In the source code, "userinput.cpp" appears to have support for a "scripted mode", based on whether the caller is a tty. However, I am not sure whether this is implemented.
My go to is:
1) open a new file in gedit
2) add #!/bin/bash
3) run the CLI program interactively
4) kill it just after entering the Iast option
5) copy the prompt & answers from the terminal to the text editor
6) delete all prompt, but keep the answers, in order, one per line, watch for trailing ":"
7) anything i'm likely to vary, I replace with a variable. E.g. If my answer for pixel size was 1.2, I would instead put $pixelSize and at the top of the file define pixelSize=$1 (or a fixed val)
8) on the line just prior to your first option:
program-name << eof
9) following your last line
10) there are a number of ways to then run this in parallel, my favorite is to use the cli to "gnu parallel" which you can find plenty of info for out on the wild wild web
Thanks himesb for your response. I think this can work for me.

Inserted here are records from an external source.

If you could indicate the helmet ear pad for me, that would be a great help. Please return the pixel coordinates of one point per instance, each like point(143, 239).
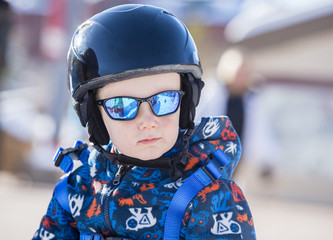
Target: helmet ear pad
point(190, 100)
point(91, 118)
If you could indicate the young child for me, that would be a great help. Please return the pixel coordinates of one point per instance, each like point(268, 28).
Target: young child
point(135, 77)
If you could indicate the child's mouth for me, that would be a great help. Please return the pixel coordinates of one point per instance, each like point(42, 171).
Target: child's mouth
point(149, 140)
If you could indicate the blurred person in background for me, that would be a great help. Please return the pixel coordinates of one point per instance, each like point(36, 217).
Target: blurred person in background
point(236, 93)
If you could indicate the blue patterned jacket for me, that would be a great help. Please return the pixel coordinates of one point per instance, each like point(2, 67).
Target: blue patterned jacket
point(136, 208)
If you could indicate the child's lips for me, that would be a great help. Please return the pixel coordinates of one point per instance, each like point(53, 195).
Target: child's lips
point(149, 140)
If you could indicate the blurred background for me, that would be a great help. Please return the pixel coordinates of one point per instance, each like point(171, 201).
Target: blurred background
point(267, 65)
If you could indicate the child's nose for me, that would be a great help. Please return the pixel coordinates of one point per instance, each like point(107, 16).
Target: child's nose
point(146, 117)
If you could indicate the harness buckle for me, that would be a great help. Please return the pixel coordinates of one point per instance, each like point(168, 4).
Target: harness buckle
point(215, 163)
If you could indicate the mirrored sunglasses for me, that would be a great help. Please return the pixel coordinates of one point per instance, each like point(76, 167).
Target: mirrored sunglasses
point(126, 108)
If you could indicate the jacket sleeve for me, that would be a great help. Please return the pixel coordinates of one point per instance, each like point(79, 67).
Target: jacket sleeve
point(57, 223)
point(219, 211)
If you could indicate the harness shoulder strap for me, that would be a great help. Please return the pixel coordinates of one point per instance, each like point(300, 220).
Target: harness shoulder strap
point(64, 159)
point(209, 172)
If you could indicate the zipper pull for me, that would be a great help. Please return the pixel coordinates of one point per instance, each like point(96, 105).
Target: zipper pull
point(119, 174)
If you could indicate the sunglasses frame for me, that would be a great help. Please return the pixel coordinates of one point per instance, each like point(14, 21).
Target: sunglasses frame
point(139, 101)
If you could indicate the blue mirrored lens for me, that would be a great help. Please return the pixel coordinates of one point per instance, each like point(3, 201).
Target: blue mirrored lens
point(165, 103)
point(122, 108)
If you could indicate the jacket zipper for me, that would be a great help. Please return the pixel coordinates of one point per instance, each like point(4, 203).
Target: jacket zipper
point(119, 174)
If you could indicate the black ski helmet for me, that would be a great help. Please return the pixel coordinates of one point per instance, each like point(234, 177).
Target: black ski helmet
point(128, 41)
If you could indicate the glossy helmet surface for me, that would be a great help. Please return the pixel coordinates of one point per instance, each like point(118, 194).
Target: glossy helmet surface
point(124, 42)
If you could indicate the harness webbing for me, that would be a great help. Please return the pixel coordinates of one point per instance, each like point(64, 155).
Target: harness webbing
point(205, 175)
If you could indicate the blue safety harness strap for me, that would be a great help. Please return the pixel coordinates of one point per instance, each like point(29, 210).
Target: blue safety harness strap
point(64, 159)
point(209, 172)
point(61, 193)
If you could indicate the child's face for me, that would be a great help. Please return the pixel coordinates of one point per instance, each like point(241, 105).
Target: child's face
point(147, 136)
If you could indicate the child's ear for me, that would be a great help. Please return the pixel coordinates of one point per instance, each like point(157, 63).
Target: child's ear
point(91, 118)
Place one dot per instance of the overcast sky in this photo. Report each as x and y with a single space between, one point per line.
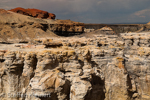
89 11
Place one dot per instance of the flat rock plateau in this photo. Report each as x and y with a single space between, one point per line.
50 59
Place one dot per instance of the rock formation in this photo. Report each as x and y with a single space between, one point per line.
34 13
36 64
18 27
102 67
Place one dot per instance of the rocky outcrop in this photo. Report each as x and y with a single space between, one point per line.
102 67
34 13
16 27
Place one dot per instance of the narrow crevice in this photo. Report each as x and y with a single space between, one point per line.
98 89
45 27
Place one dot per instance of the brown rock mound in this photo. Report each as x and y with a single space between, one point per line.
34 13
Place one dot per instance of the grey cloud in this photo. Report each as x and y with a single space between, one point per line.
89 11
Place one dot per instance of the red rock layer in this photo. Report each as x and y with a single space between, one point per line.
34 13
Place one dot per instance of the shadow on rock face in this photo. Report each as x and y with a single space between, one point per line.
97 92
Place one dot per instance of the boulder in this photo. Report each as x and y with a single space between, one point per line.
34 13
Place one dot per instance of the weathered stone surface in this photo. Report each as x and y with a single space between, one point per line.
16 27
103 67
34 13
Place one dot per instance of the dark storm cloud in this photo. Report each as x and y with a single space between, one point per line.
89 11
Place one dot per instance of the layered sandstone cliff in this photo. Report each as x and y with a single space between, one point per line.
18 27
102 67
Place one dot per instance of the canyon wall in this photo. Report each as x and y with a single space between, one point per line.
121 28
102 67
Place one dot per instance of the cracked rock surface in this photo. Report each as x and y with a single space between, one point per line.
103 67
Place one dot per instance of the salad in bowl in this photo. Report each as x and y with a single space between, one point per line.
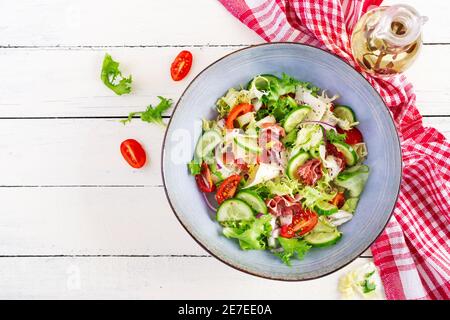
282 166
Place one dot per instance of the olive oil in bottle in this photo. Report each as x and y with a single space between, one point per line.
386 40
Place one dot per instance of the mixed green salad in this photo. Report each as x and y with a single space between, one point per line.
284 163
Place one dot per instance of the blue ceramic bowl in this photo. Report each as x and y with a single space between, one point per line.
327 72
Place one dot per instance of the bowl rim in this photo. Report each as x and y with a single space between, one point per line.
230 264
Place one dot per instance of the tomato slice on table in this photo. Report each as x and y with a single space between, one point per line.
181 65
133 153
227 188
353 136
237 111
204 179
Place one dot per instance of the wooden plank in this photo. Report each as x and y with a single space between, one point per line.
65 83
150 278
76 152
67 152
176 22
113 23
91 221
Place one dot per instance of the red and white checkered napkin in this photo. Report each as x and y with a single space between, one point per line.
413 253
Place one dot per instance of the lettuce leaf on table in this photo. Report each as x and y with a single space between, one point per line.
112 76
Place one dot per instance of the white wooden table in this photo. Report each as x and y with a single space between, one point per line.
75 220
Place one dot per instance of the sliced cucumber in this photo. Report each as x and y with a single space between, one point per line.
325 208
323 226
234 210
207 142
294 118
262 82
248 143
349 154
345 113
295 162
253 200
323 239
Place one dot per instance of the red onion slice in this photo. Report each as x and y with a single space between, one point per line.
324 124
210 206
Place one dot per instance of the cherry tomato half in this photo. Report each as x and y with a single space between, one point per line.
204 179
287 231
353 135
181 65
133 153
338 200
302 223
227 188
237 111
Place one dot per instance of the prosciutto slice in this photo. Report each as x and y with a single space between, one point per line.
310 172
283 206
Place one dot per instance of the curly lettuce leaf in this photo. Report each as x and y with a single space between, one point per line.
307 138
194 167
232 98
152 114
112 77
350 205
333 136
292 248
289 139
251 235
313 195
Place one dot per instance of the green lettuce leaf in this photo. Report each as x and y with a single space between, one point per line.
152 114
350 205
333 136
112 77
251 235
194 167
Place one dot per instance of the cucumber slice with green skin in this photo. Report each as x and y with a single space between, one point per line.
323 239
345 113
234 210
349 154
295 162
262 82
253 200
324 208
207 142
294 118
323 226
248 143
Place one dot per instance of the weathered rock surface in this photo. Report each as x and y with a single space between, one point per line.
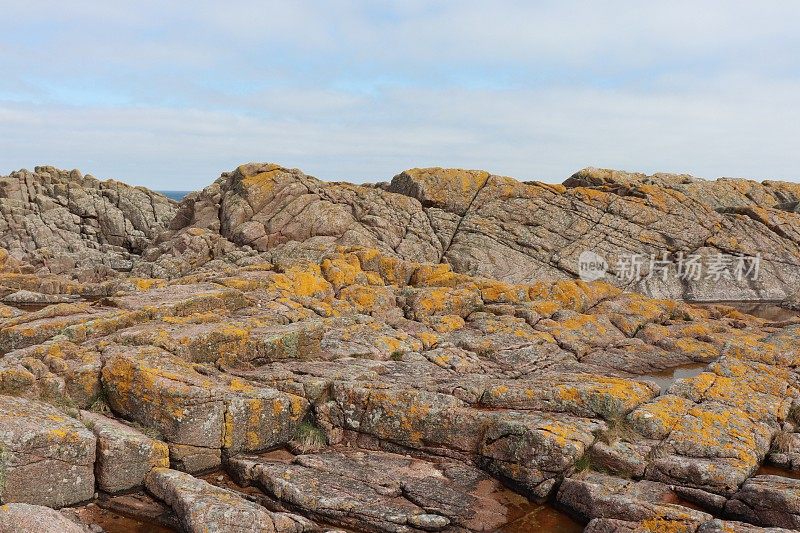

I can see how gnu parallel might be used to dispatch many different refinement jobs, but I'm wondering what needs to be done to have multiple workers process the same job -- I'm not sure that dispatching N jobs with the same parameters will actually allow multiprocessing of the same refinement. Any thoughts?
You can use the inputs "first particle to refine" and "last particle to refine" to split the job up. I.e. if you have 10000 particles and want to run 10 processes, you run the job 10 times, but with first/last particle set to 1-1000, 1001-2000, 2001-3000 etc. You then need to append all the resulting .par files together to get the final output.
I would also like to be able to run things like a long series of 2D class averaging runs "headless" on our HPC using an sbatch script. If there is an way to do this or a place to find the commands somewhere in the docs that would be really helpful.
Right now, there is no way to run cisTEM outside of the GUI in a way that will integrate with a cisTEM project. You can run the programs, but then you have to keep track of the data and do all the parallelisation yourself with scripting. I'm afraid there is not really any documentation for this, however if you run the program yourself it will ask you for inputs, and there is some very small help available by answering ? to the question. For 2D classification, you would be running the refine2d program, and if you want to do parallelisation, then you will also need the merge2d program.
Is there a reason you cannot run cisTEM on your cluster with the jobs launched through the GUI?